NOTICE is further given that the Respondent shall be entitled to appear and be heard and be represented by counsel or agent at the hearing and to make submissions, present evidence and call, examine and cross-examine witnesses.

NOTICE is further given that MFDA By-laws provide that if, in the opinion of the Hearing Panel, the Respondent:

  • has failed to carry out any agreement with the MFDA;
  • has failed to comply with or carry out the provisions of any federal or provincial statute relating to the business of the Member or of any regulation or policy made pursuant thereto;
  • has failed to comply with the provisions of any By-law, Rule or Policy of the MFDA;
  • has engaged in any business conduct or practice which such Regional Council in its discretion considers unbecoming or not in the public interest; or
  • is otherwise not qualified whether by integrity, solvency, training or experience,

the Hearing Panel has the power to impose any one or more of the following penalties:

  1. a reprimand;
  2. a fine not exceeding the greater of:
    1. $5,000,000.00 per offence; and
    2. an amount equal to three times the profit obtained or loss avoided by such person as a result of committing the violation;
  3. suspension of the authority of the person to conduct securities related business for such specified period and upon such terms as the Hearing Panel may determine;
  4. revocation of the authority of such person to conduct securities related business;
  5. prohibition of the authority of the person to conduct securities related business in any capacity for any period of time; and
  6. such conditions of authority to conduct securities related business as may be considered appropriate by the Hearing Panel.

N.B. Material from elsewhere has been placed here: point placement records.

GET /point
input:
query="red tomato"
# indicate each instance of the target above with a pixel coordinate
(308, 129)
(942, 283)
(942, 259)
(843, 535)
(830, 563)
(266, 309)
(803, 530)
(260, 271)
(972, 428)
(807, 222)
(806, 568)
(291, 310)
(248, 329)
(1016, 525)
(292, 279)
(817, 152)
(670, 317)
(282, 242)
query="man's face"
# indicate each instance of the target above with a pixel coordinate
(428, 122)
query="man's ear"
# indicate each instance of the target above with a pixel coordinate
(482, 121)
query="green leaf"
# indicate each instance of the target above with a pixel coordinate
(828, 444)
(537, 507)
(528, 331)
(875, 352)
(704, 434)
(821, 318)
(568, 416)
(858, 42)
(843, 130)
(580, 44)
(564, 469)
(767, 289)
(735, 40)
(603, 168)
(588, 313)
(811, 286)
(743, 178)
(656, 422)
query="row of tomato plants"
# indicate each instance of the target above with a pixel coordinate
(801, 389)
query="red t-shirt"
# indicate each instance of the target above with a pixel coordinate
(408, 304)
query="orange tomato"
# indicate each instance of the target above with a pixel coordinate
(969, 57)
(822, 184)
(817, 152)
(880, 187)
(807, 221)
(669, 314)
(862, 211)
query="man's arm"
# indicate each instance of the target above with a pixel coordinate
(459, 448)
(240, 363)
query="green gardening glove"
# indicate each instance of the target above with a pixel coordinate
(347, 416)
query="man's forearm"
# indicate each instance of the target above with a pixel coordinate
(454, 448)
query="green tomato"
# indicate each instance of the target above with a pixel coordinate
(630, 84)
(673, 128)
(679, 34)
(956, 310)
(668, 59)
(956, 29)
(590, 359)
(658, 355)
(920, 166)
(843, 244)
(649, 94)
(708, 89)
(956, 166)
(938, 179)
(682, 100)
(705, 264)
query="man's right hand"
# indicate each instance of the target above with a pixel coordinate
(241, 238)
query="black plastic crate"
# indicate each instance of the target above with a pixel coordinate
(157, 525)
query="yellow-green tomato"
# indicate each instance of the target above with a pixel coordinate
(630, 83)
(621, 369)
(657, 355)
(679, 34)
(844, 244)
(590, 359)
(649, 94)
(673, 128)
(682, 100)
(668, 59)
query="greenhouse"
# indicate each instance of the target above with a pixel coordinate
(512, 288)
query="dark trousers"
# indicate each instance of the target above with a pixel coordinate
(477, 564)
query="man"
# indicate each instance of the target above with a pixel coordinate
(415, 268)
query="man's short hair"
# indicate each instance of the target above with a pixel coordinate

NOTICE is further given that the Hearing Panel may, in its discretion, require that the Respondent pay the whole or any portion of the costs of the proceedings before the Hearing Panel and any investigation relating thereto.

NOTICE is further given that the Respondent must serve a Reply on Enforcement Counsel and file a Reply with the Office of the Corporate Secretary within twenty (20) days from the date of service of this Notice of Hearing.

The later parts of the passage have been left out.